If there is no such community near you, there are thousands of churches that broadcast and archive online and will give you the teaching that your need to spiritually grow. These groups won’t make you lie and hide to get real with God. Connect online, on Facebook and find people in your area that will become your new faith family.

Receiving the blessings & gifts of my glbt brothers & sisters
Now, this is pretty bold to say. Stop being tolerated, no one wants to be tolerated. Until we, the straight Christian church let love trump all our treatment of you, do not just be “tolerated”. You are not alone; the internet will allow you to find community, congregations, places to serve and most importantly develop a full, authentic, healthy relationship with God.

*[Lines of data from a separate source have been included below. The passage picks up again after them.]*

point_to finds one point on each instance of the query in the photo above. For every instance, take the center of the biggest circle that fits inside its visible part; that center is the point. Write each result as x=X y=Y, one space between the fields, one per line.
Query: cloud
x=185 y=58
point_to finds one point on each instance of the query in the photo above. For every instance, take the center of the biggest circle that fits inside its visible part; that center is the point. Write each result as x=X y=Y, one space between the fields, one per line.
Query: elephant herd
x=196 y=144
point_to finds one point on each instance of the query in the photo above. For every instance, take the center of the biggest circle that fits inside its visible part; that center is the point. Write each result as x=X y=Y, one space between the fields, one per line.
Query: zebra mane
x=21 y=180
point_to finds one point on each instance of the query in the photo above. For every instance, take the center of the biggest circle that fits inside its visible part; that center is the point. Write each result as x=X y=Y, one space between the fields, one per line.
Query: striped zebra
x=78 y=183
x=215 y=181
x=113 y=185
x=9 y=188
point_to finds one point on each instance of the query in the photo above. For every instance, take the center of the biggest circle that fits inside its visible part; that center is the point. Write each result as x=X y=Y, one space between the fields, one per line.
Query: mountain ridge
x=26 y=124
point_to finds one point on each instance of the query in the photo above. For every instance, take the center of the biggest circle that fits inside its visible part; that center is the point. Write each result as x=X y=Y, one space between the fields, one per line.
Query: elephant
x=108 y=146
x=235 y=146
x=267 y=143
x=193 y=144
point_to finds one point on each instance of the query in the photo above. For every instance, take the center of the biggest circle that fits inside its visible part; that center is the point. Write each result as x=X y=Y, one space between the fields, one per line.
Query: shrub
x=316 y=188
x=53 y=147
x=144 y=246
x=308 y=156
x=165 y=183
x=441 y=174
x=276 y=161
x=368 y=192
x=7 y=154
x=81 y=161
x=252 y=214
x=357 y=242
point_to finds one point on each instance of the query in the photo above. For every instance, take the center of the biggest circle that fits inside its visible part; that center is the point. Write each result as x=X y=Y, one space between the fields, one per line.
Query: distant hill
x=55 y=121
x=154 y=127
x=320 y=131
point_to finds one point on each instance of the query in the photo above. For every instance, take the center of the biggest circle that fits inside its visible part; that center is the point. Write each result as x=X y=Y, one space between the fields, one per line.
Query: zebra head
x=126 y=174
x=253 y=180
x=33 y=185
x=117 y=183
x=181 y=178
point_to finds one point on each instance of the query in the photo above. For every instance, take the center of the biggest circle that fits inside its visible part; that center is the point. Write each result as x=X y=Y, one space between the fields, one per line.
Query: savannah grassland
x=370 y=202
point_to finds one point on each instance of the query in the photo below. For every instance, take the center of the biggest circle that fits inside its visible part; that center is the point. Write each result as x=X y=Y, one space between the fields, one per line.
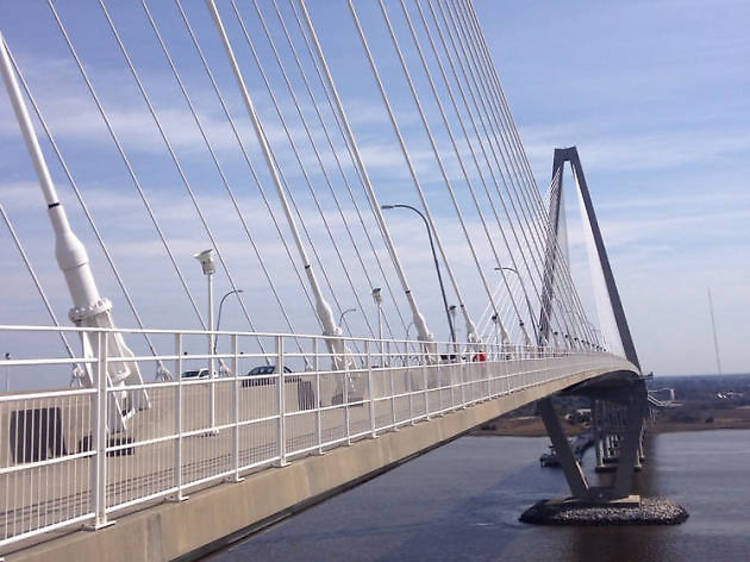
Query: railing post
x=178 y=407
x=236 y=406
x=99 y=437
x=345 y=400
x=424 y=377
x=409 y=383
x=462 y=374
x=318 y=404
x=487 y=372
x=393 y=398
x=371 y=389
x=281 y=399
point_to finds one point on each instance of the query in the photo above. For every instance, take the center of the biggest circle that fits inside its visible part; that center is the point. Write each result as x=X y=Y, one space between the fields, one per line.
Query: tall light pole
x=206 y=258
x=434 y=257
x=218 y=316
x=526 y=297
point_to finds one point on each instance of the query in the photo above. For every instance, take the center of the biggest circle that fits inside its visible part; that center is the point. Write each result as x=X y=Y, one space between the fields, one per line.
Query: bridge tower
x=617 y=435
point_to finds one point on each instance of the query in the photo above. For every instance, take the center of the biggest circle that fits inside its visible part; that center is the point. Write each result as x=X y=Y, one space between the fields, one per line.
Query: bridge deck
x=156 y=458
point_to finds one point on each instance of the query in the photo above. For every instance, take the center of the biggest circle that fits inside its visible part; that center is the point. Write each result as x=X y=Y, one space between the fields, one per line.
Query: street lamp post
x=218 y=316
x=434 y=257
x=206 y=258
x=347 y=311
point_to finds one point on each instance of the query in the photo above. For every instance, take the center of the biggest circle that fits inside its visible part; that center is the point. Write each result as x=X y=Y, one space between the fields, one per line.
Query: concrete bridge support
x=619 y=410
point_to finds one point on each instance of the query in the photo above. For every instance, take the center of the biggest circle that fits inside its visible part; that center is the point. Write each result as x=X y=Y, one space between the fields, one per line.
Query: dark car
x=261 y=375
x=195 y=374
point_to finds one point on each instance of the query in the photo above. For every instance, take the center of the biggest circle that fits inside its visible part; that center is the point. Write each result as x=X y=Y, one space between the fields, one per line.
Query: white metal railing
x=60 y=466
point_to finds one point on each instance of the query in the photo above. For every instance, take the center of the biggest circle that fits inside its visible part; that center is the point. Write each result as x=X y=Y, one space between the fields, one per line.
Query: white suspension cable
x=324 y=172
x=470 y=328
x=221 y=172
x=180 y=171
x=441 y=166
x=161 y=371
x=308 y=183
x=455 y=67
x=521 y=154
x=325 y=313
x=335 y=154
x=528 y=190
x=457 y=151
x=77 y=369
x=126 y=161
x=246 y=156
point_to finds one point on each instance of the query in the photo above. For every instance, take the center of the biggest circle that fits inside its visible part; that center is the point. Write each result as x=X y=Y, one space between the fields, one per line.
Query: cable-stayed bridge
x=282 y=144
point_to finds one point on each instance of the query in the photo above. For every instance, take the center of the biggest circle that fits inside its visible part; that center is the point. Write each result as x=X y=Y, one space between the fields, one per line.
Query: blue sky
x=652 y=93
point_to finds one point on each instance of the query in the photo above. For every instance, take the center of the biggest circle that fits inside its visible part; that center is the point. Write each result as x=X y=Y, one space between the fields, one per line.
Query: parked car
x=261 y=375
x=195 y=374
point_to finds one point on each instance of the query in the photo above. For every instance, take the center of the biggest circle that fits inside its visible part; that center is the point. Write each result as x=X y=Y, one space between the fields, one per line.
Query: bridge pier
x=619 y=408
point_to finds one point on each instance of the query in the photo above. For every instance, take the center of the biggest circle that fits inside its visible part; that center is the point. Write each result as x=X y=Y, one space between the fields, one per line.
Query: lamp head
x=206 y=257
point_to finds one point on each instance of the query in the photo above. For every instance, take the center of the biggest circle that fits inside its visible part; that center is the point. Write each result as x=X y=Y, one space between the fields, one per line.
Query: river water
x=462 y=502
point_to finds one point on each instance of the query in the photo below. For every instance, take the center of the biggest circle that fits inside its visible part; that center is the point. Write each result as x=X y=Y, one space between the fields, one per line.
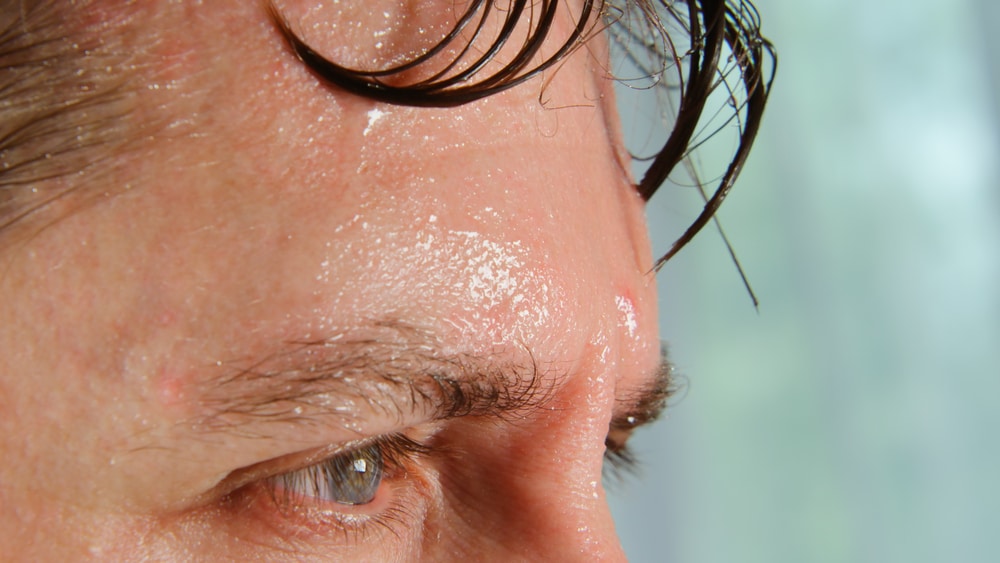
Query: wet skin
x=285 y=271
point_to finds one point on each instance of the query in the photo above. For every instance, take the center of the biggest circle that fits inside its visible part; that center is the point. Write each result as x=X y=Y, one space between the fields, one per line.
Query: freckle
x=167 y=318
x=171 y=389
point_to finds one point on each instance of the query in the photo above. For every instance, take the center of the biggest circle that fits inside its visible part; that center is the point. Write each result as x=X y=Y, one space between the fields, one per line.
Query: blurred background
x=853 y=418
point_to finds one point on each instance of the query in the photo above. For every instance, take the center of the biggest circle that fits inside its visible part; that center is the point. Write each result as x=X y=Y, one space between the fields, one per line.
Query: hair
x=62 y=109
x=720 y=48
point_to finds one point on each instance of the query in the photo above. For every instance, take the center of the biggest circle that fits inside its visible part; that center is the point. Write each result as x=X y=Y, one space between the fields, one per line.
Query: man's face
x=284 y=274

The church may have taken you in your multicolored coat and tossed you in a well to die and then sold you off as worthless to live outside the mainstream church community but, ha! You are the ones learning forgiveness, radical grace and mercy, and love. The oppressed becomes the teachers, the ones who know God and are known by Him. These discarded glbt believers may save us from the famine in our stale churches.
These congregations are attracting the others that feel like outcasts. If you have left the Church, check out an affirming community. They are masters of inclusion. They learned from the Master.

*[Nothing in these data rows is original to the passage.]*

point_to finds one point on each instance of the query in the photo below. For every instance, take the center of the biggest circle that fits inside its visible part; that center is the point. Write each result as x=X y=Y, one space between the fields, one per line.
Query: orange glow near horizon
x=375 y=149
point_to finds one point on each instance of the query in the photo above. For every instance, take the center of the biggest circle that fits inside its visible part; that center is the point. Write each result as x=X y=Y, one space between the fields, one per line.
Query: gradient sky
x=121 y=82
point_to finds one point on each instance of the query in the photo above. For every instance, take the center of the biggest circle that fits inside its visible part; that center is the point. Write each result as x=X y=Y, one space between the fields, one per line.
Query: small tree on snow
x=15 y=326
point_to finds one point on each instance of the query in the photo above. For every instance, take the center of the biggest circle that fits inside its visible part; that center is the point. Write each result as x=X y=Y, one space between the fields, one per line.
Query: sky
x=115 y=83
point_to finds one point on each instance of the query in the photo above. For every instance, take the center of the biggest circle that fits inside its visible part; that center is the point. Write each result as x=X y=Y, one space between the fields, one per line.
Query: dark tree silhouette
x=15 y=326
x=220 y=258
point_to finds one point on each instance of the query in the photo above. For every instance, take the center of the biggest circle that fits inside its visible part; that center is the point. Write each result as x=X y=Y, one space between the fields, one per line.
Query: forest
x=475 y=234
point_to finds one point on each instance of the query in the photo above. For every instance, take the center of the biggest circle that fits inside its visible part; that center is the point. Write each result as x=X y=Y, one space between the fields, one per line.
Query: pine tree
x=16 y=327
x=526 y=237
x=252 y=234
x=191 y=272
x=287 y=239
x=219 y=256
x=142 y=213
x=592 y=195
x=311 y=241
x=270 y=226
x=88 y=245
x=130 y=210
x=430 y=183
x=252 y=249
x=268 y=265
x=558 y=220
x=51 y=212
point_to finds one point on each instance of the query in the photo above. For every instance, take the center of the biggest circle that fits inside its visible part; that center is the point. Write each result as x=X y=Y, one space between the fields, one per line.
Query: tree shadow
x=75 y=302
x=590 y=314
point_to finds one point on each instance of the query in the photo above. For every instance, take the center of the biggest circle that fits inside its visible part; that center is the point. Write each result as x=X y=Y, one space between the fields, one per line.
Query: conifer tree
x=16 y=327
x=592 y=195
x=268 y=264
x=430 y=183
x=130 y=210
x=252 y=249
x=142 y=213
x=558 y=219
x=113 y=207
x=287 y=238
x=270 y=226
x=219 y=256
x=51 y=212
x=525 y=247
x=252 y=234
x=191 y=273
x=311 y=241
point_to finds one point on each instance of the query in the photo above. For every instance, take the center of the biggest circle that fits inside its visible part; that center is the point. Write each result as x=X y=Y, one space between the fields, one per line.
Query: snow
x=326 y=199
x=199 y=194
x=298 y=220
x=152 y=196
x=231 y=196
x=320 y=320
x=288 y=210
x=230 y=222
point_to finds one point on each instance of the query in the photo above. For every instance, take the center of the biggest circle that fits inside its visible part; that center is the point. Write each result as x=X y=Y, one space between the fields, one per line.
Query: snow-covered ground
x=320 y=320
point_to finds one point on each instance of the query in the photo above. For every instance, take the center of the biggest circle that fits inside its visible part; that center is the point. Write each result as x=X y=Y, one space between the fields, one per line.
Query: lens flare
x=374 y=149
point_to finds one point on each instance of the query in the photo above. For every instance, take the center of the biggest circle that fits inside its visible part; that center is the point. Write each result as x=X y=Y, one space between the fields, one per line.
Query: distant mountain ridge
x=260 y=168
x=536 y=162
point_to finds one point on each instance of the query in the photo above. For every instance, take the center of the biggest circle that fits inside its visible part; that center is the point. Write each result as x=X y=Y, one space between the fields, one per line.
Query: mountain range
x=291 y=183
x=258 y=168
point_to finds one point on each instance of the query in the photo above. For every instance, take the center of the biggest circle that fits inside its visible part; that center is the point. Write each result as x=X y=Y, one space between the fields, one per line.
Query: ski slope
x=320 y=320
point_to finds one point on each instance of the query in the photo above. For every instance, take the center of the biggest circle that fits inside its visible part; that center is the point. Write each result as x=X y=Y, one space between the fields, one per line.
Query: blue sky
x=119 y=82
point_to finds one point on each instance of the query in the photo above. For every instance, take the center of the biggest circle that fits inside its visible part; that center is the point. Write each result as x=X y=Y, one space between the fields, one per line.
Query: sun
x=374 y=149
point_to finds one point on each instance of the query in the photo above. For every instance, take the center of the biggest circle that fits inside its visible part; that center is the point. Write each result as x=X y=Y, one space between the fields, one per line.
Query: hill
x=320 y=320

Also to my glbt brothers and sisters, take time in transitioning if this is scary. There are glbt people that have not studied what the Holy Spirit might want to say on this issue. You may still believe you are less than, broken and need to change to please God. This is a lie.  I encourage you to study the verses too. Don’t just believe me either.

Spirtifest, 2011
If you want to have God and Jesus in your life, do not let anyone take that from you. The gift is from God to every person. No middleman, no board to approve the transaction.

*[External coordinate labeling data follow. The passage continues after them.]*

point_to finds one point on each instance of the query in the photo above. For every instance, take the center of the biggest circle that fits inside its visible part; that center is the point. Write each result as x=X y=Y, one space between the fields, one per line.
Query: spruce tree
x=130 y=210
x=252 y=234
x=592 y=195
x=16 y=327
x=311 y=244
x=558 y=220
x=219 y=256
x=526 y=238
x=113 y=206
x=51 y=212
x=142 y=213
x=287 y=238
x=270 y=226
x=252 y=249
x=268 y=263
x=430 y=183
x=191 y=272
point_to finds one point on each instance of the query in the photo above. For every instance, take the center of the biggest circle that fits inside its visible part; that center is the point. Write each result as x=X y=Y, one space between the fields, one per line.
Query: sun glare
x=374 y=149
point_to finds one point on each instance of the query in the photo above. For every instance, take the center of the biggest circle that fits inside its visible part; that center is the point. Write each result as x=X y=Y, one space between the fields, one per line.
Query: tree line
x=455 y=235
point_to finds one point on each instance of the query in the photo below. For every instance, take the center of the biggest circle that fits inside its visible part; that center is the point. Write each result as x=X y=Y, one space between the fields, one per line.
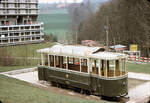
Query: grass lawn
x=15 y=91
x=24 y=55
x=56 y=23
x=139 y=68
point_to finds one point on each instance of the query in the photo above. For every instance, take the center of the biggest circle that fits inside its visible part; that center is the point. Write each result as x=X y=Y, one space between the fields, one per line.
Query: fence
x=139 y=59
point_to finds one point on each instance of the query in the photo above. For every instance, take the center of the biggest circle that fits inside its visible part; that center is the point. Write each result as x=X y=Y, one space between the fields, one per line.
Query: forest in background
x=127 y=22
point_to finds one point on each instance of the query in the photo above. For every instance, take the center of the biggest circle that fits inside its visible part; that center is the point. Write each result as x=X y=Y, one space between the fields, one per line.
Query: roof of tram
x=81 y=52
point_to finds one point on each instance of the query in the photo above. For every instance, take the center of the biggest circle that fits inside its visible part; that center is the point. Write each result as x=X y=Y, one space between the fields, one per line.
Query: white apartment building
x=18 y=22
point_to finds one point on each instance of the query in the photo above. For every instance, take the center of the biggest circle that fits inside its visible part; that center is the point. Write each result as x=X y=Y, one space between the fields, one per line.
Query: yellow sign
x=133 y=47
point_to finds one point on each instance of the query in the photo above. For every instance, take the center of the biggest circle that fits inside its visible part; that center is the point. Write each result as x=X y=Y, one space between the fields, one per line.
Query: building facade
x=18 y=22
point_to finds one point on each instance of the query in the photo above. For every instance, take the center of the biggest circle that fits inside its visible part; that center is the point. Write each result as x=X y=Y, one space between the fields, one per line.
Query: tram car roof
x=81 y=52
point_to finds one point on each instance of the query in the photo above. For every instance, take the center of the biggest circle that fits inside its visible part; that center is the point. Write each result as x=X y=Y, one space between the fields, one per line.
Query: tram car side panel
x=114 y=88
x=65 y=77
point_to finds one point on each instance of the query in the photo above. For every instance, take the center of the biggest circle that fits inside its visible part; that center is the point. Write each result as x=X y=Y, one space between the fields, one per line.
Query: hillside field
x=56 y=23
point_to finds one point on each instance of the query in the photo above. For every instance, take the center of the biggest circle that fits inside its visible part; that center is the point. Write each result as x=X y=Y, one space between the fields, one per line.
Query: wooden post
x=106 y=69
x=95 y=69
x=99 y=68
x=114 y=69
x=117 y=66
x=80 y=65
x=42 y=59
x=48 y=60
x=54 y=61
x=67 y=64
x=88 y=64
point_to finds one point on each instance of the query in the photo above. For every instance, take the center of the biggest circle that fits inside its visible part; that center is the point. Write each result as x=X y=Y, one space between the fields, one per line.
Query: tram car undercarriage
x=81 y=67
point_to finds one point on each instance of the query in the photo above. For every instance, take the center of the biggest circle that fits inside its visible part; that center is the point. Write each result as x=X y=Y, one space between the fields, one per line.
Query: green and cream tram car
x=85 y=68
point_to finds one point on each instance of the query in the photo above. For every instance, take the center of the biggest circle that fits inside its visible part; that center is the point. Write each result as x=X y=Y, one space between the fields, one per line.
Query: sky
x=56 y=1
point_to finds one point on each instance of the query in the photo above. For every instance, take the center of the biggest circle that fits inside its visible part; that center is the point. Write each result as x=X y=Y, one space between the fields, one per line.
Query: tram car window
x=98 y=72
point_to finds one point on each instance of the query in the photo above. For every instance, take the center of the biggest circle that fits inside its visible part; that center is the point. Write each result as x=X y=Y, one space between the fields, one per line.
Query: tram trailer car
x=86 y=68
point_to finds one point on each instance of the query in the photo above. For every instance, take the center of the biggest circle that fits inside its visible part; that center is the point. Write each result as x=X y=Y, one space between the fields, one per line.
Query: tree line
x=127 y=22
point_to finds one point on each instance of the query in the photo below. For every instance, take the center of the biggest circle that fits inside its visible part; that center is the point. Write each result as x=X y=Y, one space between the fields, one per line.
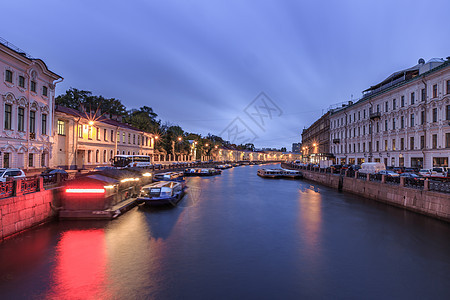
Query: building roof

I hope this give pastors, church leaders and fellow non-glbt Christians some food for consideration. There will be some that benefit from my years of ministry and others of you that will just get angry at me. That is okay.  I take the smart business outlook on this: some will, some won’t, so what, next. The Holy Spirit does the work;  I am giving insight and making suggestions. I have been having this dialogue for years. I see movement towards understanding and inclusion of glbt believers.
If you struggle to treat a glbt person in any way that is less than equal, you ought to be looking in yourself to ask “why”.
Jesus, He came to make a way for all people to God.
Jesus, He came to include those officially excluded.
Jesus, He came to change the Law to the law of love.
Jesus, He came so that we might have an example to follow.
Are you looking like Him? It is time for this dialogue for full inclusion of the glbt community in the church. I believe when God looks at a heart and seeks our Spirits to follow Him, He  is gender neutral and  sexual orientation blind.  Please become part of the solution, the discussion for understanding.  If I can help you, let me. Let me point you to resources in your area.
Help repair the breach and  consider joining me in a Str8Apology at Gay Pride Eventsthis summer and fall.
If you are missing the beauty of glbt believers in your churches, you are missing the fullness of the rainbow.